Cette loi, loin d’être une invention de l’extrême droite, s’inscrit dans une logique de protection sociale et de défense des droits des ouvriers. Le Front populaire, en 1936, ne remettra d’ailleurs pas en cause cette mesure, malgré ses politiques d’ouverture plus marquées sur d’autres sujets.
Vichy : quand la priorité nationale devient exclusion
Si la gauche a posé les bases d’une politique de préférence nationale, le régime de Vichy, en 1940, en a fait un outil bien plus radical.

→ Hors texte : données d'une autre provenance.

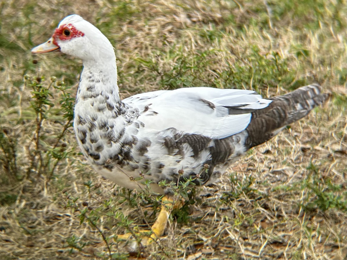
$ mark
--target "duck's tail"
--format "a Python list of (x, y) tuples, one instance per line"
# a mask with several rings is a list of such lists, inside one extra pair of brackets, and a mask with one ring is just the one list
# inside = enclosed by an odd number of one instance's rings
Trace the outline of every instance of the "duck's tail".
[(290, 93), (272, 97), (268, 106), (252, 113), (246, 130), (248, 149), (259, 145), (277, 135), (286, 125), (307, 115), (324, 102), (330, 94), (321, 93), (318, 84), (302, 87)]

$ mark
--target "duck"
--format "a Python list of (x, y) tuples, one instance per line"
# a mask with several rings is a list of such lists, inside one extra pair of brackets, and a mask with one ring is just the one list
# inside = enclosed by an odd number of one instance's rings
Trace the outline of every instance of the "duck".
[(52, 37), (31, 52), (54, 51), (83, 63), (74, 128), (86, 160), (121, 187), (149, 189), (162, 196), (151, 227), (153, 240), (163, 235), (177, 204), (170, 186), (161, 183), (179, 185), (189, 180), (208, 185), (219, 181), (247, 150), (306, 115), (329, 96), (313, 84), (268, 98), (252, 90), (198, 87), (121, 100), (113, 46), (77, 15), (64, 18)]

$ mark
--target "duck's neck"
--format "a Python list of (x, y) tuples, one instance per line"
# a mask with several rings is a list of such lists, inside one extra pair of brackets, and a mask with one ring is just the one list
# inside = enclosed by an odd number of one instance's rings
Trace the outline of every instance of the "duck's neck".
[(107, 61), (84, 61), (77, 101), (86, 101), (96, 96), (111, 96), (112, 102), (120, 102), (117, 82), (116, 58)]

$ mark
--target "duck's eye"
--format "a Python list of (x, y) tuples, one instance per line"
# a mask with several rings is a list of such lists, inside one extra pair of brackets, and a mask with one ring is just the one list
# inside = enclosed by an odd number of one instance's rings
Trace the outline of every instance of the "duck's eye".
[(66, 29), (63, 31), (63, 34), (64, 35), (64, 36), (69, 36), (70, 35), (70, 31), (67, 29)]

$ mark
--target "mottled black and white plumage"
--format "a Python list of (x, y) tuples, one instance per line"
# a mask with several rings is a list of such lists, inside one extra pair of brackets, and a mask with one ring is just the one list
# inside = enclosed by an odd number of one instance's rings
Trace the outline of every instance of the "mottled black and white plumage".
[[(68, 30), (67, 32), (66, 30)], [(160, 90), (121, 101), (116, 57), (108, 40), (80, 16), (65, 18), (34, 53), (57, 49), (82, 59), (74, 127), (96, 171), (127, 188), (191, 176), (218, 181), (250, 148), (307, 115), (328, 95), (315, 84), (269, 99), (254, 92), (199, 87)], [(208, 166), (207, 171), (206, 165)]]

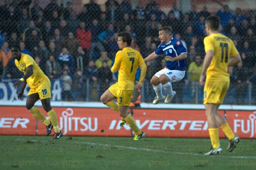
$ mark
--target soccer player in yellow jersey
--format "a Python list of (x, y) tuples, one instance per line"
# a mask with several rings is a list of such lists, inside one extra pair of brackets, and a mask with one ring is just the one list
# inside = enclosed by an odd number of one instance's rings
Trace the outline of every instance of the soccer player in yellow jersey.
[[(116, 53), (115, 63), (111, 68), (111, 71), (113, 73), (118, 70), (118, 82), (110, 86), (102, 94), (100, 100), (120, 114), (122, 117), (122, 121), (126, 122), (135, 132), (134, 139), (138, 140), (145, 137), (145, 133), (138, 127), (134, 118), (127, 112), (127, 109), (134, 90), (137, 68), (139, 66), (140, 68), (140, 76), (136, 87), (136, 89), (139, 90), (142, 86), (147, 66), (140, 53), (130, 46), (132, 38), (128, 32), (122, 32), (118, 35), (117, 44), (122, 50)], [(116, 98), (117, 104), (112, 100), (114, 98)]]
[[(15, 58), (15, 65), (22, 72), (24, 76), (13, 85), (15, 89), (18, 89), (22, 84), (21, 90), (18, 95), (20, 99), (24, 92), (27, 83), (30, 87), (28, 95), (26, 107), (33, 115), (43, 123), (46, 126), (46, 136), (49, 136), (52, 129), (54, 129), (54, 139), (59, 139), (62, 136), (59, 130), (56, 113), (51, 106), (51, 83), (50, 80), (42, 71), (33, 58), (28, 55), (21, 53), (18, 46), (14, 46), (11, 48), (12, 54)], [(40, 110), (34, 106), (39, 99), (42, 105), (48, 114), (50, 121), (42, 114)]]
[(231, 40), (219, 33), (220, 20), (216, 16), (210, 16), (206, 19), (206, 30), (208, 36), (203, 40), (206, 56), (200, 82), (203, 85), (203, 104), (208, 124), (208, 130), (212, 148), (206, 155), (222, 153), (220, 146), (218, 127), (220, 127), (229, 140), (227, 151), (232, 151), (239, 142), (225, 118), (217, 113), (229, 86), (229, 66), (241, 62), (241, 57)]

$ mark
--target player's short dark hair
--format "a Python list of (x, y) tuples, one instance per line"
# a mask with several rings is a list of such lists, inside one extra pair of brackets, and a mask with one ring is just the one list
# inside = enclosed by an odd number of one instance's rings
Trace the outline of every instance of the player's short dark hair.
[(216, 15), (208, 16), (206, 20), (206, 24), (213, 31), (218, 30), (219, 27), (220, 20)]
[(12, 46), (11, 48), (13, 48), (14, 49), (18, 49), (20, 51), (21, 50), (20, 47), (19, 46), (19, 45), (16, 45), (16, 44), (13, 45), (13, 46)]
[(170, 34), (171, 34), (172, 32), (172, 28), (168, 27), (163, 27), (159, 29), (159, 31), (164, 31), (169, 32)]
[(131, 46), (132, 37), (130, 33), (127, 32), (122, 32), (118, 34), (118, 37), (122, 37), (124, 43), (127, 43), (128, 46)]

Là où les gouvernements précédents avaient cherché à protéger les emplois des Français, le maréchal Pétain et son gouvernement vont plus loin, transformant cette idée en instrument de discrimination et d’exclusion.

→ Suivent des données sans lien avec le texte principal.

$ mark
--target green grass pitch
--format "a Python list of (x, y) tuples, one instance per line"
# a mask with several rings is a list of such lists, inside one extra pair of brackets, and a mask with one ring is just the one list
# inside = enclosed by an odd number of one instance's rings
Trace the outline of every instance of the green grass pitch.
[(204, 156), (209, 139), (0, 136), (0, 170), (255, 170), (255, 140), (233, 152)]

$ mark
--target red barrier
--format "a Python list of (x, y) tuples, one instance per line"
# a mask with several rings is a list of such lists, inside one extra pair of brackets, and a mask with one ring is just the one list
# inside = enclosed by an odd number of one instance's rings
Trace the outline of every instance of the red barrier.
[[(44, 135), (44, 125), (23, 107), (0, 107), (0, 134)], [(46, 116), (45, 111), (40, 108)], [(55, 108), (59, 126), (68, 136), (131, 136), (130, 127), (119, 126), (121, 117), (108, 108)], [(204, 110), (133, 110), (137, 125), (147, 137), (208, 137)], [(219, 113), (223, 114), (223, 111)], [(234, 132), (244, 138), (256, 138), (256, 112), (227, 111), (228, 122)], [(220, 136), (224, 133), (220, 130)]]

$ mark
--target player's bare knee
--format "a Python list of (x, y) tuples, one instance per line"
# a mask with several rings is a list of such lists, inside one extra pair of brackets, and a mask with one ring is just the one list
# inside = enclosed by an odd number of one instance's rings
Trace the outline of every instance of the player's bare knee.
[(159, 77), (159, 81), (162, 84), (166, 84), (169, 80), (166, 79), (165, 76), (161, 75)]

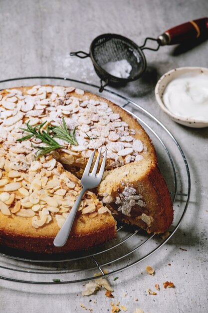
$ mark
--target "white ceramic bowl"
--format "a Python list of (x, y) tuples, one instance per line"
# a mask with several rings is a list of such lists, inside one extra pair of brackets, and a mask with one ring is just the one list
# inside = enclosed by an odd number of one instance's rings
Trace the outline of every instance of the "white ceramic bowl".
[(189, 127), (196, 128), (202, 128), (208, 126), (208, 120), (199, 120), (193, 118), (182, 118), (173, 114), (170, 112), (168, 108), (165, 106), (163, 100), (163, 95), (168, 84), (173, 80), (181, 76), (182, 74), (188, 72), (195, 72), (196, 74), (200, 74), (202, 72), (208, 74), (208, 68), (206, 68), (189, 67), (178, 68), (169, 70), (163, 75), (157, 83), (155, 89), (155, 94), (156, 100), (162, 110), (168, 114), (172, 120), (177, 123), (185, 125)]

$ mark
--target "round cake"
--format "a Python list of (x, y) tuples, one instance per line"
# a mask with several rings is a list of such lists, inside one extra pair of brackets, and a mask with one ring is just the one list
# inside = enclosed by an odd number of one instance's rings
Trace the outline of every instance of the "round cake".
[[(153, 144), (119, 106), (73, 87), (34, 86), (0, 92), (0, 244), (66, 252), (115, 237), (115, 218), (157, 233), (172, 222)], [(103, 180), (85, 193), (66, 244), (56, 248), (95, 148), (107, 150)]]

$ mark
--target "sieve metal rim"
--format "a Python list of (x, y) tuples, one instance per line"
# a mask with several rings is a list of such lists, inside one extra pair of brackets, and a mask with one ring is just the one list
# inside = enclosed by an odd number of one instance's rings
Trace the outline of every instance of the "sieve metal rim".
[[(106, 72), (105, 70), (104, 70), (104, 68), (101, 66), (100, 66), (99, 64), (97, 62), (96, 60), (95, 59), (94, 57), (94, 55), (93, 55), (93, 50), (95, 48), (95, 43), (99, 40), (101, 39), (102, 38), (106, 38), (107, 37), (108, 37), (109, 38), (118, 38), (118, 39), (123, 40), (126, 42), (127, 44), (129, 43), (130, 44), (130, 45), (133, 46), (135, 48), (136, 50), (139, 50), (140, 54), (142, 57), (142, 64), (143, 64), (142, 70), (140, 71), (139, 74), (137, 74), (137, 75), (136, 75), (133, 78), (121, 78), (117, 77), (116, 76), (114, 76), (114, 75), (112, 75), (111, 74), (110, 74), (108, 72)], [(134, 80), (138, 80), (138, 78), (139, 78), (142, 75), (142, 74), (145, 71), (146, 68), (147, 68), (147, 61), (146, 60), (145, 56), (143, 52), (142, 51), (142, 50), (140, 48), (140, 47), (139, 47), (136, 44), (135, 44), (134, 42), (132, 41), (130, 39), (129, 39), (128, 38), (127, 38), (126, 37), (125, 37), (124, 36), (122, 36), (121, 35), (120, 35), (117, 34), (113, 34), (113, 33), (110, 33), (110, 32), (106, 33), (106, 34), (103, 34), (96, 37), (93, 40), (93, 41), (90, 44), (89, 54), (90, 54), (90, 57), (92, 60), (94, 67), (95, 68), (95, 70), (97, 70), (98, 71), (99, 71), (99, 72), (101, 72), (101, 74), (103, 74), (103, 78), (105, 78), (106, 79), (108, 78), (110, 80), (113, 80), (115, 82), (133, 82)], [(142, 62), (142, 60), (141, 60), (140, 62)], [(98, 74), (96, 70), (96, 72), (97, 74)], [(112, 79), (111, 79), (111, 78)], [(103, 80), (103, 78), (102, 79)]]

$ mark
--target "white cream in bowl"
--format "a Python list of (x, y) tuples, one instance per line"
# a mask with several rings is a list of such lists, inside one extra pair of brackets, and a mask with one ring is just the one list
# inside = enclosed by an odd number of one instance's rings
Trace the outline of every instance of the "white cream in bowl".
[(176, 122), (208, 126), (208, 68), (180, 68), (164, 74), (155, 88), (161, 108)]

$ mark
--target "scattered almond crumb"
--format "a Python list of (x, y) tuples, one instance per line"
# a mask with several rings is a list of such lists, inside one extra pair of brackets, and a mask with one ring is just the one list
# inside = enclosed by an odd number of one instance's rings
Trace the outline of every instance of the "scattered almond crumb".
[(114, 312), (120, 312), (120, 308), (117, 306), (113, 304), (113, 306), (112, 306), (111, 312), (113, 313)]
[(148, 265), (146, 267), (146, 271), (150, 275), (152, 275), (153, 276), (154, 276), (154, 275), (155, 274), (155, 270), (149, 265)]
[(134, 313), (144, 313), (144, 311), (142, 308), (136, 308), (134, 311)]
[(155, 285), (155, 288), (157, 289), (157, 290), (158, 290), (158, 291), (160, 290), (160, 286), (158, 284), (156, 284)]
[(109, 290), (106, 290), (106, 292), (105, 294), (105, 295), (108, 297), (108, 298), (114, 298), (114, 296), (111, 294)]
[[(108, 274), (108, 270), (103, 270), (103, 272), (104, 274)], [(102, 274), (100, 272), (98, 272), (94, 274), (94, 276), (96, 277), (97, 276), (100, 276), (100, 275), (102, 275)]]
[(166, 282), (163, 283), (163, 286), (166, 289), (167, 287), (168, 287), (168, 288), (174, 288), (175, 286), (172, 282)]
[(147, 292), (149, 294), (153, 294), (153, 296), (156, 296), (157, 294), (157, 292), (153, 292), (150, 288), (148, 288), (147, 289)]
[(170, 234), (170, 232), (166, 232), (161, 236), (161, 238), (162, 239), (165, 239), (165, 238), (167, 238), (167, 237), (168, 237)]
[(126, 311), (128, 311), (128, 308), (126, 306), (121, 306), (121, 308), (122, 311), (124, 311), (124, 312), (126, 312)]

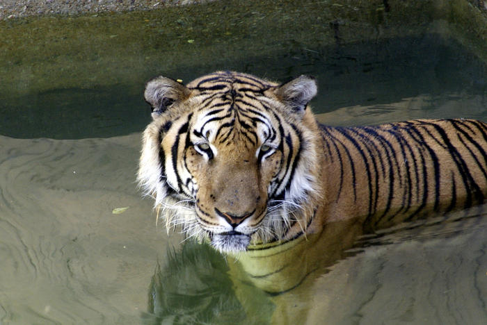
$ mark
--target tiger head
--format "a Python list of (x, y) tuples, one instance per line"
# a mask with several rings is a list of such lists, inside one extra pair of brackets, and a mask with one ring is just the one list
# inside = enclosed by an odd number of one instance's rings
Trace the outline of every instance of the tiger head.
[(168, 228), (221, 251), (292, 239), (313, 219), (319, 182), (314, 78), (278, 85), (216, 72), (187, 85), (147, 84), (153, 121), (138, 180)]

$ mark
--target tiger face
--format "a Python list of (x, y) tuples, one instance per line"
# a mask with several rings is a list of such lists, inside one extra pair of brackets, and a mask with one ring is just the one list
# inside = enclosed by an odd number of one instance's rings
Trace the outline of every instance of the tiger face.
[(159, 77), (145, 97), (153, 122), (138, 179), (168, 228), (221, 251), (291, 238), (319, 191), (314, 78), (277, 85), (216, 72), (186, 86)]

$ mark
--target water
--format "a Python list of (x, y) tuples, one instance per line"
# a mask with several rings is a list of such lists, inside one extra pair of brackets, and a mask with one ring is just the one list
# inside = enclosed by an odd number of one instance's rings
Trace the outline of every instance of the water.
[[(187, 62), (181, 75), (314, 74), (313, 109), (331, 125), (487, 121), (487, 69), (454, 41), (287, 47), (225, 67)], [(485, 207), (365, 237), (354, 235), (360, 225), (330, 226), (277, 281), (168, 236), (134, 183), (150, 120), (143, 89), (136, 79), (0, 104), (0, 324), (487, 322)]]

Dès juillet 1940, une loi réserve la fonction publique aux seuls Français de naissance. Puis vient le premier statut des Juifs, qui marque un tournant dans la politique xénophobe de l’État français. « On pourrait distinguer ce qui relève d’une logique d’exception et ce qui relève d’une logique d’exclusion sous Vichy », souligne Denis Peschanski, spécialiste de la Seconde Guerre mondiale au CNRS. « Avec Vichy, la xénophobie est au cœur du programme politique : exclure ceux qui sont considérés comme responsables de la défaite, et parmi eux, les étrangers ».

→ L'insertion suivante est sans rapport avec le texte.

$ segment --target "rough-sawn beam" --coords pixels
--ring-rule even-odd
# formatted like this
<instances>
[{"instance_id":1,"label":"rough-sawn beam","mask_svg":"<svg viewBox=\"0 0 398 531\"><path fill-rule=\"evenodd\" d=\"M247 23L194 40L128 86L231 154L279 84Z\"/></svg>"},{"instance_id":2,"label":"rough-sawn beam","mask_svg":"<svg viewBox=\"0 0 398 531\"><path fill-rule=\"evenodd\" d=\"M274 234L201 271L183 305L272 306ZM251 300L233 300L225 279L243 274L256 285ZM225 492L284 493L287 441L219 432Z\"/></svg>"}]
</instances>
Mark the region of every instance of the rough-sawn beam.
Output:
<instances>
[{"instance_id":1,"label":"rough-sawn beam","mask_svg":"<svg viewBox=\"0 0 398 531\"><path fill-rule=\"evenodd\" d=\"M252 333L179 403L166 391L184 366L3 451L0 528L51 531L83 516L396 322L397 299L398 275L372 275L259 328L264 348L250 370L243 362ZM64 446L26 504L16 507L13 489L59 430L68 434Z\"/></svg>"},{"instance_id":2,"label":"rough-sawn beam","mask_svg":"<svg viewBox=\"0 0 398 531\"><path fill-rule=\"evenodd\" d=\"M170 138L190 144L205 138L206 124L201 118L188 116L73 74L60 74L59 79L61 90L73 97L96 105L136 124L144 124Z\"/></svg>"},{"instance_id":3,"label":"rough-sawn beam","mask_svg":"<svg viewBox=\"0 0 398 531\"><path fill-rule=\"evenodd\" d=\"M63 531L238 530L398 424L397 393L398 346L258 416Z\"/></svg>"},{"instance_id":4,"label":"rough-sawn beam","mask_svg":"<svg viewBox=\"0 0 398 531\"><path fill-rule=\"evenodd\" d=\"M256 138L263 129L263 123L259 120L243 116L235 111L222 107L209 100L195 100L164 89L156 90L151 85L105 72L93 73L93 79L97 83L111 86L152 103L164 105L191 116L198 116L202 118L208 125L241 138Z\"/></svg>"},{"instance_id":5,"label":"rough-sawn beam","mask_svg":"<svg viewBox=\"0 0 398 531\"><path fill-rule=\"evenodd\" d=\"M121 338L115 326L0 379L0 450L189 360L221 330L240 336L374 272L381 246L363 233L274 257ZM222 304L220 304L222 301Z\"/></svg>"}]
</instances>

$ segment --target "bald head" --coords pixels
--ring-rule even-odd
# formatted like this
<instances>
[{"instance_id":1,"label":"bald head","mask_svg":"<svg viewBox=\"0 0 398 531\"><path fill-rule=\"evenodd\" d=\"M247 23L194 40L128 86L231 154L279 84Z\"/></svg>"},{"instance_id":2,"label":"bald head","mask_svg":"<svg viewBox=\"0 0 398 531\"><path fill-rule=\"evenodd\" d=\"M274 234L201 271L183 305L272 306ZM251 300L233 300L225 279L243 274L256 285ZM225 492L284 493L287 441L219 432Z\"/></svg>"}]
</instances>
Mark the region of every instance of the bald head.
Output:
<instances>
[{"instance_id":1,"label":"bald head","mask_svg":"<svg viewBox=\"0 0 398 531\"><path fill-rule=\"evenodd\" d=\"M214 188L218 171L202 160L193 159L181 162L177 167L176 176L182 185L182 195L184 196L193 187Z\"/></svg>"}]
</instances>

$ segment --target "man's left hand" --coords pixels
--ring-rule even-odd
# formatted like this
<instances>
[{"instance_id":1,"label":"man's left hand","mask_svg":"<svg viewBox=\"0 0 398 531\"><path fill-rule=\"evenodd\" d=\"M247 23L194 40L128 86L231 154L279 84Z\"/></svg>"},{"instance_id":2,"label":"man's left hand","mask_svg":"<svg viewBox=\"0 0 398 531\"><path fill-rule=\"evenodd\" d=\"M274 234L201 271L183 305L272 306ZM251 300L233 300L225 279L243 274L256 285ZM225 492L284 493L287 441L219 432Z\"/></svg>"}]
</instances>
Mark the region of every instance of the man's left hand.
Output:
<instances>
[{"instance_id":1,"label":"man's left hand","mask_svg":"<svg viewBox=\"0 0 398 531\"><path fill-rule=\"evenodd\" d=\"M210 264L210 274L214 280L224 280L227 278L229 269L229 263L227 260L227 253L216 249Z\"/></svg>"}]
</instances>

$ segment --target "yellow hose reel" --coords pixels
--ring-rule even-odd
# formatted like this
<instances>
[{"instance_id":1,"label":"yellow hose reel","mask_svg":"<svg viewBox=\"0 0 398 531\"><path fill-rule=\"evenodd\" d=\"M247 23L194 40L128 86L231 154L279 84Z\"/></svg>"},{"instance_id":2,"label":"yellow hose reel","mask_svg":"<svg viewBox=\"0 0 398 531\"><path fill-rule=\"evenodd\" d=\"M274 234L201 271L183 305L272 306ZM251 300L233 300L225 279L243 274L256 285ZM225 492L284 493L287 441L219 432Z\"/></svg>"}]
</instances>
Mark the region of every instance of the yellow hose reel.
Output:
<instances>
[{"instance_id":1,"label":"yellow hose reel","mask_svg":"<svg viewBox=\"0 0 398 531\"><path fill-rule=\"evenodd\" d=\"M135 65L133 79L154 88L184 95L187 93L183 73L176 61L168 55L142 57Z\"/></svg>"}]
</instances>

Cette rupture est fondamentale : là où la gauche des années 1930 avait défendu la priorité nationale pour des raisons économiques et sociales, Vichy en a fait un outil raciste et autoritaire, au service d’un projet politique bien plus sombre. Les historiens s’accordent à dire que ces mesures, bien que moins radicales, avaient déjà été esquissées avant-guerre. Mais jamais elles n’avaient été poussées à un tel degré de violence institutionnelle.
Le RN et la récupération d’un concept ambigu
Depuis des décennies, le Rassemblement national (RN) fait de la priorité nationale un pilar de son programme. Pourtant, son discours actuel occulte soigneusement les origines de cette idée, qui ne sont ni exclusivement vichystes, ni même nécessairement d’extrême droite.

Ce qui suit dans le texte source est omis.